In February 2021, Spectrum Designs celebrated its 10-year anniversary.
“In 2011, we had one DTG machine and two heat presses, and a spray gun,” Bardsley said. “Now we have three automatics, about to be four. We have 12-13 embroidery heads. We have two dark rooms and exposure units. We’re actually about to upgrade to DTS (Direct to Screen). We have a team of six graphic designers. It’s really grown over the years. Compared to where we were, it’s hard to believe.
“It’s been a great journey and I hope in a few years I look back at what I just described and laugh. That’s always kind of where I am. Our goal is the more machines we’re able to purchase, just means the more jobs we can create for this underserved group.”
Spectrum Designs and DecoNetwork have a long history of working together.
They joined forces with DecoNetwork, which provides them with E-Commerce and shop management software to run their day-to-day operations, way back in 2012 and have been using their software ever since.
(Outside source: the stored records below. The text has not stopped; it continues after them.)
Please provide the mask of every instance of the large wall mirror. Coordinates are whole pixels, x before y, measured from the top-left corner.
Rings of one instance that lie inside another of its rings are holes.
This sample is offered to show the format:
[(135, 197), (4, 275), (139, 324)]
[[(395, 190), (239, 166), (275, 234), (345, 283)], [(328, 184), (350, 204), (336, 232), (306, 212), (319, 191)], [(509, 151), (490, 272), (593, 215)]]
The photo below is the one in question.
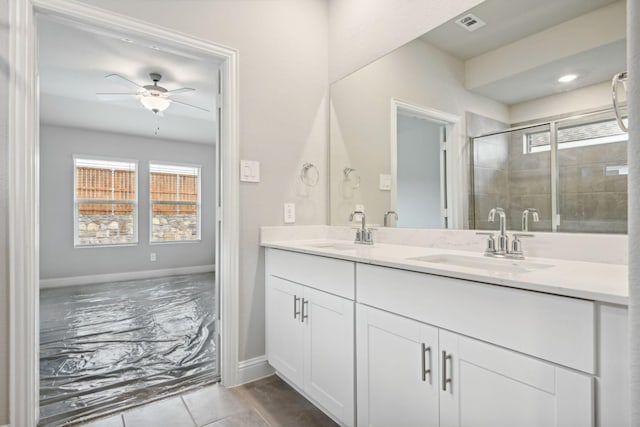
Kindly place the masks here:
[(484, 1), (332, 84), (331, 224), (626, 233), (624, 70), (625, 1)]

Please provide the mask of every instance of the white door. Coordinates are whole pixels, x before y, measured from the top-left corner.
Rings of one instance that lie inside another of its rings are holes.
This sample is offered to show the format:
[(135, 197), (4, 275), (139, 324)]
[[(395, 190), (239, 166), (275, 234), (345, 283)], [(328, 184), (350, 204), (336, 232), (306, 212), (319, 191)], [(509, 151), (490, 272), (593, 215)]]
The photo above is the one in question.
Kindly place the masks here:
[(443, 330), (440, 349), (441, 426), (593, 426), (590, 376)]
[(302, 286), (267, 276), (267, 359), (276, 371), (302, 388)]
[(358, 426), (438, 426), (438, 330), (356, 308)]
[(304, 289), (304, 391), (346, 426), (355, 423), (354, 302)]

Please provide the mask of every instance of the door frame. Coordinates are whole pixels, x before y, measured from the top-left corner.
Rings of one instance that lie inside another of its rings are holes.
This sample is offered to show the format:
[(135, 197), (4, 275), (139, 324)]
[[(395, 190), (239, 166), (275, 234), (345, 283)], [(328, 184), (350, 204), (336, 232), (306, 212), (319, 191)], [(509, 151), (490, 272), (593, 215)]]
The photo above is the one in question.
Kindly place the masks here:
[(216, 279), (220, 293), (222, 383), (238, 382), (238, 51), (73, 0), (9, 2), (9, 421), (35, 427), (39, 413), (39, 90), (36, 14), (214, 56), (221, 65), (221, 138), (216, 144)]
[[(454, 194), (462, 194), (462, 174), (460, 168), (460, 116), (429, 107), (413, 104), (398, 98), (391, 98), (391, 117), (389, 146), (391, 148), (391, 210), (396, 210), (398, 195), (398, 114), (409, 112), (417, 117), (424, 118), (431, 122), (441, 123), (446, 128), (446, 144), (440, 149), (440, 200), (442, 206), (446, 206), (446, 211), (442, 212), (442, 226), (444, 227), (444, 217), (447, 217), (447, 228), (462, 228), (462, 197), (455, 197)], [(446, 151), (446, 155), (445, 155)], [(444, 166), (444, 168), (443, 168)], [(442, 173), (444, 172), (444, 174)], [(444, 176), (443, 176), (444, 175)], [(445, 188), (446, 181), (446, 188)], [(445, 191), (443, 191), (445, 190)], [(445, 204), (446, 202), (446, 204)]]

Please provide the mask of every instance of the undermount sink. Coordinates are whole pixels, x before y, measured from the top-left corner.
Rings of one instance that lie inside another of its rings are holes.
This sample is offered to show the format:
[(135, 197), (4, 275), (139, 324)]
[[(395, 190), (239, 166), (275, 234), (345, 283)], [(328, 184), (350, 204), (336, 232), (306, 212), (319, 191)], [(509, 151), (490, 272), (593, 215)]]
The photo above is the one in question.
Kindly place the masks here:
[(552, 264), (540, 264), (509, 258), (480, 258), (464, 255), (429, 255), (408, 258), (411, 261), (423, 261), (435, 264), (449, 264), (458, 267), (475, 268), (480, 270), (500, 271), (504, 273), (529, 273), (553, 267)]
[(355, 251), (356, 250), (356, 245), (354, 243), (324, 242), (324, 243), (310, 244), (309, 246), (311, 246), (312, 248), (333, 249), (333, 250), (336, 250), (336, 251)]

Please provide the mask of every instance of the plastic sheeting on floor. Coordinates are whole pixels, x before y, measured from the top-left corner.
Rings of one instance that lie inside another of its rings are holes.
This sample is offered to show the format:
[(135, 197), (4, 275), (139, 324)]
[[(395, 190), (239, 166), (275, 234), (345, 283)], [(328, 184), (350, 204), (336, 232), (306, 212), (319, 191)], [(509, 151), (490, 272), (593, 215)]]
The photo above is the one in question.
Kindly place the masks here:
[(45, 289), (40, 425), (217, 379), (213, 273)]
“DecoNetwork has been a big help for us,” Bardsley said. “Collecting payments now became much more uniform and simple. Quote approval was seamless through people accessing their own information and approving it. It allowed quote generation with proofs. We were now able to keep shipping info in a neat place. We were able to order deadlines which were something we didn’t have. It solved a lot of problems overnight.”
Having been using DecoNetwork for the past nine years, Bardsley said he has really appreciated how the software has evolved and improved over time and has always supported their business endeavors. It made it a no-brainer for Bardsley and the Spectrum Designs team to want to continue using DecoNetwork all these years.
“What I liked about it was that it was always evolving and improving,” Bardsley said. “You could submit a ticket on something or an idea and people would vote on it and change it. I also feel like DecoNetwork has been supportive and aware of our mission. And our customers like it. The payment software is straightforward and simple. The quote approval process works really well. It has all of our historical data in there. I think the main thing is the support and the feeling that we’re not just another customer, but also the information and the constant new updates and ways to improve it. That was always a big thing that we thought was impressive.”
Bardsley, who is now the CEO of Spectrum Designs, says they have no intentions of slowing down. The more they can expand the business, the more people on the autism spectrum they can employ.
That has always remained their No. 1 goal since Day 1.
“I think it has to be,” Bardsley said. “Obviously you never want to expand so quickly that you kind of risk jeopardizing the quality of the product or the quality of the program. SO it has to be dealt with carefully, but the mission and the vision are always that we want to open our doors as wide as possible. When we put a T-shirt out there and it’s made by someone on the autism spectrum, I think it stands as a relic or testament to their capabilities and not just a T-shirt. So my hope is that as we create more jobs and people see these guys working, it’s not a handout, it’s a hand up.”